One more item for the "A Little Learning Is a Dangerous Thing" file. Fulfilling his promise to explain his proposals for a "new partnership" between government and faith-based organizations, Al Gore gave an interview on religion to seven reporters on May 29. Of course, the interview lasted only 45 minutes, but that was enough time for the vice president to offer such mots as "Faith is at the center of my life; I don't wear it on my sleeve." It was also enough time -- according to the New York Times account by the excellent religion reporter Peter Steinfels -- for Gore to race through an impressive list of impressive thinkers who, the vice president explained, had influenced his thinking on religion.

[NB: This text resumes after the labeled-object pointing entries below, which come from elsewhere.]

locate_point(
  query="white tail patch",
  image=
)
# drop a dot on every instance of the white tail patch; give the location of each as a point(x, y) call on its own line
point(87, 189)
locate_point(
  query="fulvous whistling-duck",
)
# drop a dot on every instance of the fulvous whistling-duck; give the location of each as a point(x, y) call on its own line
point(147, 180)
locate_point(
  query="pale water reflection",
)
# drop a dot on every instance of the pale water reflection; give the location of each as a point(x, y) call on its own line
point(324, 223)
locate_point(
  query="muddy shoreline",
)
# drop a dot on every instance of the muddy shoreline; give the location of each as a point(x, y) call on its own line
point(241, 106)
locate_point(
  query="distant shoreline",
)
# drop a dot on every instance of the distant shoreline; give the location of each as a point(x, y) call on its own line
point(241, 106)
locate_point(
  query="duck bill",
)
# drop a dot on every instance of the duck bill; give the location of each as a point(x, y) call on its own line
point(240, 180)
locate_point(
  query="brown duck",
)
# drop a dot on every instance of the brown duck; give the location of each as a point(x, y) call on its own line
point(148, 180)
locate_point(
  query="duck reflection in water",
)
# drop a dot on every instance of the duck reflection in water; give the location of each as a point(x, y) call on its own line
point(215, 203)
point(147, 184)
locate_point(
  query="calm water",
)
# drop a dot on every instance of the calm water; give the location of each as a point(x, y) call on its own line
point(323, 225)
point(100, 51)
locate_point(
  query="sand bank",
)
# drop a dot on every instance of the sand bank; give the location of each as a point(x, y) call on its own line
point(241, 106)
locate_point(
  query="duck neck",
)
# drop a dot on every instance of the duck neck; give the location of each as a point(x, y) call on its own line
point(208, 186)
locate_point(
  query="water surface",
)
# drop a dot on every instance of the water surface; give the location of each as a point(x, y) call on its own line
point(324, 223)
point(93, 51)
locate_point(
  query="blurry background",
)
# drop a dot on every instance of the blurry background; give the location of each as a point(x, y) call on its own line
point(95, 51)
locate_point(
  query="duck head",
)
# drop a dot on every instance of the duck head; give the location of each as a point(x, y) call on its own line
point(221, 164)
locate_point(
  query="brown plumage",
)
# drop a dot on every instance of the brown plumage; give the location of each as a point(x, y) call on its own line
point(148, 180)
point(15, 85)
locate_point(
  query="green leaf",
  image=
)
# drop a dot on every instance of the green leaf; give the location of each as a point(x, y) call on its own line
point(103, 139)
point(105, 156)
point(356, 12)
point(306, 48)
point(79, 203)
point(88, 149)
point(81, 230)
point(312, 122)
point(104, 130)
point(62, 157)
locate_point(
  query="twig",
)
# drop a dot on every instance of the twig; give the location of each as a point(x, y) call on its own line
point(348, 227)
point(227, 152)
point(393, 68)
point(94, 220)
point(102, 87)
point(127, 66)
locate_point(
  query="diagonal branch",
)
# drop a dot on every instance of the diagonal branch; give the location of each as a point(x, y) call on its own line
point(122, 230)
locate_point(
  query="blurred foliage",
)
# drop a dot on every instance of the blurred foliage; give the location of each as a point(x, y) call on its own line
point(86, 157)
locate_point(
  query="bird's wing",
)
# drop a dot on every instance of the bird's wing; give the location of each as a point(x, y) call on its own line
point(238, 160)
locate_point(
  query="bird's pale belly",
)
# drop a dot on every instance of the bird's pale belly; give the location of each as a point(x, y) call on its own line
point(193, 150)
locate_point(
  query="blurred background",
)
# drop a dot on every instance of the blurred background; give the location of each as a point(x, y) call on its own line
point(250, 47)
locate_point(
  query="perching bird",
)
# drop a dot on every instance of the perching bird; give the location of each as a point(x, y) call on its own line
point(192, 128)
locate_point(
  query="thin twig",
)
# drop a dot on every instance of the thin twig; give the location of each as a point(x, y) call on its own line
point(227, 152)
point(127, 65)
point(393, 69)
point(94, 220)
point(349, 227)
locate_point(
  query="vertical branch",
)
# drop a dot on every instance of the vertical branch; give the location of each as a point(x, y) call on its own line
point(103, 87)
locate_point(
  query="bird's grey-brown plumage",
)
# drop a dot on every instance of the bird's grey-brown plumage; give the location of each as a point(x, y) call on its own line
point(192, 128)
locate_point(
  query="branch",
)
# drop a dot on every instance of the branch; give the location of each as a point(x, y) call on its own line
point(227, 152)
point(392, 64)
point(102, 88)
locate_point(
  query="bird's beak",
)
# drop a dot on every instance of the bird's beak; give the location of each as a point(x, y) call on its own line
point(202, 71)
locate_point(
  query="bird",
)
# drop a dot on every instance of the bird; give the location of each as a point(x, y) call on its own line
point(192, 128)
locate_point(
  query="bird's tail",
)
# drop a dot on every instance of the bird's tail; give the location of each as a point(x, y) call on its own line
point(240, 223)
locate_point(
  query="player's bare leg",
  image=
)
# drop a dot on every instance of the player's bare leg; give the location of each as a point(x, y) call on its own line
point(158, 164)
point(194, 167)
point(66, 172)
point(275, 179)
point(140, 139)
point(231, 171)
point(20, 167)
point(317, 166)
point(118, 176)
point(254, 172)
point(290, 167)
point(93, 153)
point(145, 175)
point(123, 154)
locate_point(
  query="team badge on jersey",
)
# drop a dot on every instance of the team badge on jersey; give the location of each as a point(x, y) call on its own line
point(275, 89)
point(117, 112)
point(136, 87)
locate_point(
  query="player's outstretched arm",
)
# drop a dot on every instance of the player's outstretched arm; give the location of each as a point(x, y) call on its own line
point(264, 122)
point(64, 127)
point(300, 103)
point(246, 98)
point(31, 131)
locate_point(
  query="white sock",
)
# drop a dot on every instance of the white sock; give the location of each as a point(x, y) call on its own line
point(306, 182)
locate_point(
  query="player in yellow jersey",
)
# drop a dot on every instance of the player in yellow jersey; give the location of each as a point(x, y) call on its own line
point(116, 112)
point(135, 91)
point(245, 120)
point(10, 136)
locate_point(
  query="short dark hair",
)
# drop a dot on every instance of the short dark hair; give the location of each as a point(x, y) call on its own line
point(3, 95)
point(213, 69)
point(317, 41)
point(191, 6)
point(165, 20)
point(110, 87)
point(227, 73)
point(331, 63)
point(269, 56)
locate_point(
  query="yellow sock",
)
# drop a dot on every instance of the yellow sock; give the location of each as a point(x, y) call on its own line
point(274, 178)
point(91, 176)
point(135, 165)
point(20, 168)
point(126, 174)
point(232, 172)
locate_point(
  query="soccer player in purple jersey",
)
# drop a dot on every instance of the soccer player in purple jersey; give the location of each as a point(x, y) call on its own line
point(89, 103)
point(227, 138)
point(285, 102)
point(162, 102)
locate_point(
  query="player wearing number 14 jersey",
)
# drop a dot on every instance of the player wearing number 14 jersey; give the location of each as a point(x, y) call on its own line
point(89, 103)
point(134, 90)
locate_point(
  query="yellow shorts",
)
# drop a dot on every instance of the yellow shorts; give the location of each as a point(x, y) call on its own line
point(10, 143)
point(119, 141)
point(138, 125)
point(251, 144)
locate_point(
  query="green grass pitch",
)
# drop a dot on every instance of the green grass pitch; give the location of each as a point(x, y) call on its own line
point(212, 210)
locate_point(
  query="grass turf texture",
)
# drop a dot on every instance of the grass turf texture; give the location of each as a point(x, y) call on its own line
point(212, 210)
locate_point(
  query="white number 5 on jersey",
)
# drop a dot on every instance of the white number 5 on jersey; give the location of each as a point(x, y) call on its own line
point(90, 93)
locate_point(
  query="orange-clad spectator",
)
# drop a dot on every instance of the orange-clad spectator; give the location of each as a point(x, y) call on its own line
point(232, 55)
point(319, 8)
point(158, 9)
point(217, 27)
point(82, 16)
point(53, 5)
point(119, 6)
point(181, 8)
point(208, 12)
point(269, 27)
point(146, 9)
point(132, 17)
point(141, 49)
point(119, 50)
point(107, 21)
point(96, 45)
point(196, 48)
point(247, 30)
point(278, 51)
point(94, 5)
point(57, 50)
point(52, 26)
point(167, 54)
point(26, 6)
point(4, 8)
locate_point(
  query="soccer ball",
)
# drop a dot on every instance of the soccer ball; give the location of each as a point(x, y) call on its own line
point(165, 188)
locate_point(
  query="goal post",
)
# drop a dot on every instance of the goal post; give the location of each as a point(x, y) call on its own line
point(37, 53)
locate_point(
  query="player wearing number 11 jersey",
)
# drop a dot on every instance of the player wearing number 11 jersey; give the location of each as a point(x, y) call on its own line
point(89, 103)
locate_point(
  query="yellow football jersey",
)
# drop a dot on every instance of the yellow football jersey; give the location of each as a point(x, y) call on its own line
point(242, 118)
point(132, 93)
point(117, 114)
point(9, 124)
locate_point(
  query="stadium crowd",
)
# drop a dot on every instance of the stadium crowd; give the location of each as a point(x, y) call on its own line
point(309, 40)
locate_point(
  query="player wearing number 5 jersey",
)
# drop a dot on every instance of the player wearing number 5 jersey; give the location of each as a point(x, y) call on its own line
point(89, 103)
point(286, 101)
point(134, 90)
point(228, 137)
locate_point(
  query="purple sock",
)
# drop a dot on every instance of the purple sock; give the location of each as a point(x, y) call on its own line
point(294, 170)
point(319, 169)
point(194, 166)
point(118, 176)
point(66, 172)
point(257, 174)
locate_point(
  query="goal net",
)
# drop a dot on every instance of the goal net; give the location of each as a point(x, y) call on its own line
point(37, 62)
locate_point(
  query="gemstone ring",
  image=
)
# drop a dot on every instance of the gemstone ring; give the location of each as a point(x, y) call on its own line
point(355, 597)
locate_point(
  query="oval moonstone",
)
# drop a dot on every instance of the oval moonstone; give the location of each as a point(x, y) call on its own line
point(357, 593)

There was a glance at Reinhold Niebuhr, a nod toward Pierre Teilhard de Chardin, a gesture toward Edmund Husserl, and a bow to Maurice Merleau-Ponty. Merleau-Ponty? Could our well-read would-be president simply be rattling off a dimly remembered reading list from fresh-man year at Harvard? The French philosopher in question was the author of the 1946 Humanism and Terror, the book that tried to answer Arthur Koestler's Darkness at Noon by defining Stalin's murderous Moscow show trials as true humanism, rightly understood. But President Clinton, you'll recall, has claimed an affinity with Darkness at Noon. He compared himself, during the impeachment trial, to Koestler's wrongly accused hero, Rubashov. So perhaps all Gore is doing with his citation of Merleau-Ponty is finding yet another way to distance himself from the troubles of that man in the White House.